Al final de la presentación compré el libro y esperé hasta el final para formarme en una tímida fila de amigos para que me lo firmara.
Ahí estaba, de pie, con su rostro apesadumbrado por la enfermedad, me acerqué discretamente y al tenerlo de frente cara a cara, antes de decirle algo me dijo:
—Hola colega, cómo le gustó tu libro a Rafael, en todas partes habla de él, es el mejor libro que has escrito.
No supe de que Rafael me hablaba y supuse que se refería a “El color de las amapas”, lo abracé y le puse el libro entre sus manos mientras su hijo hacía lo mismo con la pluma.

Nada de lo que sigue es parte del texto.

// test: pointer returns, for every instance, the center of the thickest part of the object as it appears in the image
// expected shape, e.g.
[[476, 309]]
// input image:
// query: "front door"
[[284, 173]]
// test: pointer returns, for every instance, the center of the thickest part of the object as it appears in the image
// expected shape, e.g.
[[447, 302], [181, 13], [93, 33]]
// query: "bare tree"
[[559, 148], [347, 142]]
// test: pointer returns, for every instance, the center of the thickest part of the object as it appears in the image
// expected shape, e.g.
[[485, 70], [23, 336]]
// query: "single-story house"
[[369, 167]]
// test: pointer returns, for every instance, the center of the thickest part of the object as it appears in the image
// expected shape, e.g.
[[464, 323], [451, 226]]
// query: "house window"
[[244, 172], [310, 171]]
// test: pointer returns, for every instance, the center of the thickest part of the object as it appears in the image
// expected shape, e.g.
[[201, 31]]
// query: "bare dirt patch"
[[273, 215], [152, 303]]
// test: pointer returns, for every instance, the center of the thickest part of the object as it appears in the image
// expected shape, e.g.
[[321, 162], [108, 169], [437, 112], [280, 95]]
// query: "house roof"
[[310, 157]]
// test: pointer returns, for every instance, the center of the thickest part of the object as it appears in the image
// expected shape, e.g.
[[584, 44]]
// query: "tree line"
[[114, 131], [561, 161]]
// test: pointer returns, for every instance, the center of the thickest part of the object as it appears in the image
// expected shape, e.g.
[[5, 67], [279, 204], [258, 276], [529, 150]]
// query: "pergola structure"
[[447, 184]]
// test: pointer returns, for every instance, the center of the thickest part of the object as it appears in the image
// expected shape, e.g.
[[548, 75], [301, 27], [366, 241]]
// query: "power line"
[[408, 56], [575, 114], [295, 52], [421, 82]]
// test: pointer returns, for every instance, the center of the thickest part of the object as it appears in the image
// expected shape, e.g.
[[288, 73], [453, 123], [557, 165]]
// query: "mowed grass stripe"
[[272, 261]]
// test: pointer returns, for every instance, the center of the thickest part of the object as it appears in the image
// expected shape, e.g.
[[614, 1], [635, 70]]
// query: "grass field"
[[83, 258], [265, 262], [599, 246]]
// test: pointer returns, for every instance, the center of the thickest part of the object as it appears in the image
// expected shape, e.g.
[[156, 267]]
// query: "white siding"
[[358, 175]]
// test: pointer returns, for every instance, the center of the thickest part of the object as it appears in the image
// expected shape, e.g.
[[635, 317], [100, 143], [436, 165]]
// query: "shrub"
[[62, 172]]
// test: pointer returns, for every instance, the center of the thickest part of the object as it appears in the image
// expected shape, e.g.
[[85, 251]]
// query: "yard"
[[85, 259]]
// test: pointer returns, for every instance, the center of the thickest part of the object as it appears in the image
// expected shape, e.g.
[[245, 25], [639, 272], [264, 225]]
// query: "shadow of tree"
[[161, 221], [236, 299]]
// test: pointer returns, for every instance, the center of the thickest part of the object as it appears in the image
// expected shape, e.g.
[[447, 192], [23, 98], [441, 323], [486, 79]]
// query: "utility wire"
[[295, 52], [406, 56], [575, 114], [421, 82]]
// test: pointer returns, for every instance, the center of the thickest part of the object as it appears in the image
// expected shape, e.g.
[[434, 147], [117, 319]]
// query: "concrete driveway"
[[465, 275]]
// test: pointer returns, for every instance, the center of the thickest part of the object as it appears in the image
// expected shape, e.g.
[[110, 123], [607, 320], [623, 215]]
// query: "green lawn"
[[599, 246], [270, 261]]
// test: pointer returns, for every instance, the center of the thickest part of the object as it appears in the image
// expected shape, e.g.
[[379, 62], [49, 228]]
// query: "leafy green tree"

Sin dejar de hablarme de mi libro, como si de eso se tratara el evento y no del suyo, firmó el libro mientras yo se lo sostenía y con un puño débil e inseguro, como el de un escritor consumado que ya ha perdido las facultades para ejercer la pasión por la que vive, puso un garabato ilegible en la primera página como un último mensaje para mí.
Le di el último de mis abrazos y me despedí de él sin saber que era para siempre.
El 28 de julio del 2014, Gerardo Cornejo Murrieta dejó de existir, y con él se fue, el único culpable de que yo siga intentando ser escritor. Acudí al sepelio y le di un abrazo de gratitud para Gerardo a mi amiga Catalina.
Gracias Gerardo por tu consejo de escribir como platico, lo sigo haciendo.